I have to determine whether
Sum(n=1 to inf) of (2n)!/n^n is converging or not...
I thought of doing the ratio rule but..no clue on how to solve it
2007-05-10 15:59:06 · 2 answers · asked by sugarartemisia 1 in Science & Mathematics ➔ Mathematics
Well, let us compute the ratio between the (n+1)th term and the nth:
((2n+2)!/(n+1)^(n+1))/((2n)!/n^n)
Simplifying:
(2n+2)(2n+1) n^n/(n+1)^(n+1)
Factoring out the n+1:
(2n+2)(2n+1)(n/(n+1))^n/(n+1)
Pair up the terms as follows:
(2n+2) (2n+1)/(n+1) (n/(n+1))^n
Rewriting the term on the right:
(2n+2) (2n+1)/(n+1) (1 - 1/(n+1))^n
Now, taking the limits of each term, we see that the limit of the ratios between successive terms are:
∞*2*e^(-1)
Which is:
∞
Which is not less than 1, so the series diverges.

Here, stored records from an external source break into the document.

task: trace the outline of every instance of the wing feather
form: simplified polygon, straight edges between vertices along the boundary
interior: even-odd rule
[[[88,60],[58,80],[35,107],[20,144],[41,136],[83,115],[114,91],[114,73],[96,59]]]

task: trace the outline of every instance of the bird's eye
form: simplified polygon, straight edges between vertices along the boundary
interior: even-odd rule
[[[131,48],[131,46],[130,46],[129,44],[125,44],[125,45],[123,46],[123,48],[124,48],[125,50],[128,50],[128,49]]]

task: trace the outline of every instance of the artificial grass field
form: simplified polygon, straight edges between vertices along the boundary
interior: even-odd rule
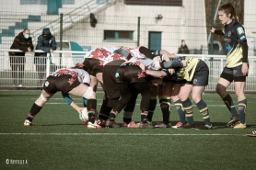
[[[214,130],[107,129],[87,130],[57,93],[34,119],[23,122],[41,91],[0,91],[0,169],[256,169],[256,138],[245,134],[256,128],[256,96],[247,94],[248,129],[224,128],[230,114],[216,94],[204,94]],[[98,92],[98,110],[102,103]],[[235,105],[238,102],[231,95]],[[82,106],[82,99],[71,96]],[[133,119],[140,120],[140,98]],[[203,119],[193,105],[194,120]],[[237,107],[238,110],[238,107]],[[162,120],[157,103],[154,123]],[[179,120],[172,103],[170,121]],[[122,122],[122,113],[116,119]],[[17,160],[19,164],[17,164]]]

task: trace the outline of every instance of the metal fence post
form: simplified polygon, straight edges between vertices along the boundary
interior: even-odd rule
[[[141,21],[141,17],[138,17],[137,47],[140,46],[140,21]]]
[[[63,50],[63,20],[64,20],[64,14],[61,14],[60,17],[60,51]],[[62,65],[62,55],[63,53],[60,53],[60,67]]]

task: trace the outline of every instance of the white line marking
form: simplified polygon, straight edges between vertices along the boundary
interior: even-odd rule
[[[0,135],[30,136],[246,136],[245,134],[148,134],[148,133],[0,133]]]

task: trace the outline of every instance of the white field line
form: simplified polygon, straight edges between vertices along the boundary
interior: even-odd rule
[[[0,133],[0,135],[29,136],[246,136],[245,134],[148,134],[148,133]]]

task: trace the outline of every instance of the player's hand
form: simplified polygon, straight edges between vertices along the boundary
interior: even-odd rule
[[[142,62],[140,62],[140,68],[141,68],[141,70],[142,71],[145,71],[145,64],[143,64]]]
[[[77,111],[78,113],[81,113],[82,110],[83,110],[84,108],[76,108],[76,111]]]
[[[169,71],[169,73],[170,74],[175,74],[175,70],[174,70],[174,69],[168,69],[168,71]]]
[[[248,64],[246,62],[242,63],[242,74],[243,75],[247,75],[248,74]]]
[[[210,30],[210,32],[215,33],[215,28],[212,28],[212,29]]]

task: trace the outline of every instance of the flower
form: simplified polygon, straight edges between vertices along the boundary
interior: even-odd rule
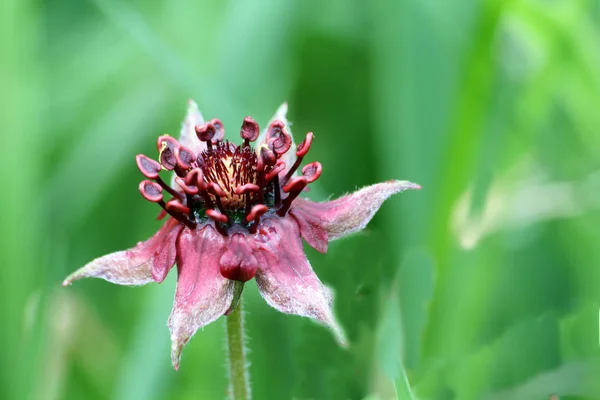
[[[224,140],[221,121],[205,122],[190,100],[180,140],[160,136],[158,161],[136,157],[147,178],[139,190],[162,207],[163,226],[131,249],[91,261],[63,286],[88,277],[120,285],[160,283],[177,264],[168,322],[175,369],[185,343],[199,328],[233,311],[244,282],[252,278],[269,305],[314,319],[344,345],[332,293],[313,272],[302,238],[325,253],[330,240],[364,228],[388,197],[420,187],[391,180],[324,203],[299,197],[322,167],[311,162],[298,172],[314,136],[308,133],[296,146],[286,112],[283,104],[260,134],[258,124],[244,118],[243,142],[236,146]],[[160,177],[162,170],[174,171],[170,184]]]

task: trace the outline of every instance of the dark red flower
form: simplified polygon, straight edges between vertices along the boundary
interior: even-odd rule
[[[161,217],[167,217],[162,228],[129,250],[95,259],[63,284],[87,277],[121,285],[162,282],[177,264],[168,323],[175,368],[190,337],[231,312],[244,282],[252,278],[272,307],[328,326],[345,344],[331,291],[313,272],[302,238],[324,253],[330,240],[364,228],[388,197],[420,187],[392,180],[324,203],[300,198],[322,168],[312,162],[298,171],[313,134],[296,146],[286,112],[284,104],[260,134],[258,124],[246,117],[237,146],[224,140],[219,120],[205,122],[190,101],[180,140],[159,137],[158,161],[136,158],[147,178],[139,185],[142,196],[158,203]],[[162,170],[174,172],[172,182],[161,179]]]

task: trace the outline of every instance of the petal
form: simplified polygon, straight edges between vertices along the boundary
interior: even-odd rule
[[[129,250],[96,258],[69,275],[63,281],[63,286],[82,278],[102,278],[118,285],[144,285],[152,282],[155,280],[154,268],[158,266],[166,275],[173,266],[175,239],[180,230],[181,225],[169,218],[147,241],[140,242]]]
[[[321,253],[327,253],[329,235],[327,230],[323,228],[319,217],[299,207],[292,208],[289,214],[298,223],[300,234],[306,240],[306,243]]]
[[[269,125],[271,125],[271,123],[273,121],[279,120],[285,124],[285,127],[286,127],[288,133],[290,134],[290,137],[292,138],[292,146],[283,156],[281,156],[281,160],[285,163],[285,168],[279,173],[279,176],[285,176],[287,171],[294,164],[294,161],[296,161],[296,143],[294,142],[294,135],[292,134],[292,129],[290,128],[290,123],[286,117],[287,109],[288,109],[287,102],[280,105],[279,108],[277,109],[277,111],[275,111],[275,114],[273,115],[271,120],[267,123],[267,125],[265,125],[263,127],[262,132],[260,133],[260,135],[258,136],[258,139],[256,140],[256,149],[258,150],[258,149],[260,149],[260,146],[265,143]],[[294,176],[296,176],[296,174],[294,174]]]
[[[210,225],[184,229],[177,241],[177,291],[169,317],[171,361],[179,368],[181,350],[199,328],[232,307],[235,282],[224,278],[219,259],[225,240]]]
[[[181,145],[191,149],[196,156],[206,150],[206,143],[201,142],[196,136],[196,125],[204,124],[204,117],[202,113],[198,109],[198,105],[192,99],[188,100],[188,109],[185,115],[185,119],[181,123],[181,131],[179,132],[179,143]],[[175,173],[172,174],[171,177],[171,187],[173,187],[178,192],[183,192],[181,187],[175,182],[175,178],[177,175]]]
[[[388,197],[407,189],[421,189],[421,186],[408,181],[391,180],[324,203],[296,199],[292,210],[296,209],[294,215],[309,215],[313,223],[316,219],[327,231],[328,239],[335,240],[363,229]],[[308,239],[305,240],[308,242]]]
[[[286,314],[309,317],[329,327],[346,346],[331,309],[331,290],[321,283],[306,259],[296,222],[287,217],[265,219],[254,244],[259,262],[256,284],[267,303]]]
[[[179,143],[190,148],[196,155],[206,150],[206,143],[201,142],[196,136],[196,125],[204,124],[204,117],[198,109],[198,105],[194,100],[188,100],[188,109],[185,119],[181,124],[181,132],[179,134]]]

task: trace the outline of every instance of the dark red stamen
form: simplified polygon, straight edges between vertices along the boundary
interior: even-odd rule
[[[267,130],[267,144],[277,156],[285,154],[292,146],[292,137],[281,121],[273,121]]]
[[[240,146],[223,141],[225,129],[218,119],[196,126],[195,131],[207,146],[200,154],[163,135],[157,141],[159,162],[142,154],[136,157],[142,174],[154,181],[140,183],[142,196],[159,204],[164,210],[161,214],[168,213],[190,229],[212,220],[223,235],[228,235],[233,225],[253,234],[263,216],[285,216],[294,199],[322,173],[321,164],[312,162],[302,168],[302,176],[293,177],[310,149],[313,134],[309,132],[298,146],[295,162],[285,176],[280,176],[287,167],[282,156],[293,142],[282,121],[269,125],[265,141],[256,150],[250,142],[258,138],[259,126],[250,117],[242,123]],[[175,171],[177,189],[161,179],[162,169]],[[163,191],[173,198],[165,202]],[[284,198],[282,191],[287,194]]]
[[[244,147],[250,146],[250,142],[254,142],[258,139],[260,128],[258,123],[252,117],[244,118],[242,122],[242,128],[240,129],[240,136],[244,139]]]
[[[196,136],[200,139],[201,142],[205,142],[206,146],[209,150],[212,150],[212,138],[217,133],[217,129],[210,122],[205,123],[204,125],[196,125]]]
[[[215,127],[215,136],[213,136],[213,143],[222,142],[225,139],[225,127],[220,119],[213,118],[210,123]]]
[[[312,183],[319,179],[321,172],[323,172],[323,167],[318,161],[306,164],[304,168],[302,168],[302,175],[306,178],[308,183]]]
[[[160,172],[162,167],[157,161],[154,161],[153,159],[143,154],[138,154],[137,156],[135,156],[135,162],[137,163],[138,168],[146,178],[158,178],[158,173]]]
[[[306,134],[306,137],[304,138],[304,140],[298,145],[298,149],[296,150],[296,157],[298,157],[298,158],[296,158],[294,165],[292,165],[292,167],[289,169],[289,171],[285,174],[285,176],[281,180],[282,185],[285,185],[287,183],[287,181],[290,180],[292,175],[294,175],[294,172],[296,172],[296,170],[302,163],[302,159],[304,158],[306,153],[308,153],[308,150],[310,150],[310,145],[312,144],[313,137],[314,137],[313,133],[308,132]]]

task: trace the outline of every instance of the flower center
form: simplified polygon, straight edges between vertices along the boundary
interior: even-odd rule
[[[258,138],[258,124],[246,117],[239,146],[223,141],[225,131],[217,119],[195,127],[203,142],[199,154],[181,145],[171,136],[158,138],[159,161],[139,154],[138,168],[148,178],[139,189],[148,201],[158,203],[167,213],[187,227],[213,222],[223,235],[248,231],[255,233],[261,217],[286,215],[294,199],[308,183],[321,175],[321,164],[313,162],[294,176],[312,143],[309,132],[296,150],[291,166],[288,151],[292,138],[285,124],[274,121],[267,129],[264,142],[253,149],[250,142]],[[174,184],[167,185],[161,170],[175,172]],[[172,198],[167,202],[163,190]]]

2007-05-10 16:54:24 · answer #1 · answered by Pascal 7 · 3⤊ 1⤋
Like answerer #1 said, diverges.
The intuitive idea lies in comparing (2n)! and n^n as n changes to (n+1). When you compare (2n)! to (2(n+1))! = (2n+2)! = (2n)! * (2n+1)* (2n+2) you pick up two factors, or a factor of approximately 4n^2. On the other hand going from n^n to (n+1)^(n+1) you pick up apprimately one extra factor: the base n is approximately the base n+1 then the power increases. (You can see the intuition in #1 proof where the e showed up as factor.) So this suggests the terms don't even go to 0. You can then use Stirling's formula to show that limit n-> 00 of (2n)!/n^n is not zero, so the series diverges.
2007-05-14 13:36:54 · answer #2 · answered by a_math_guy 5 · 0⤊ 0⤋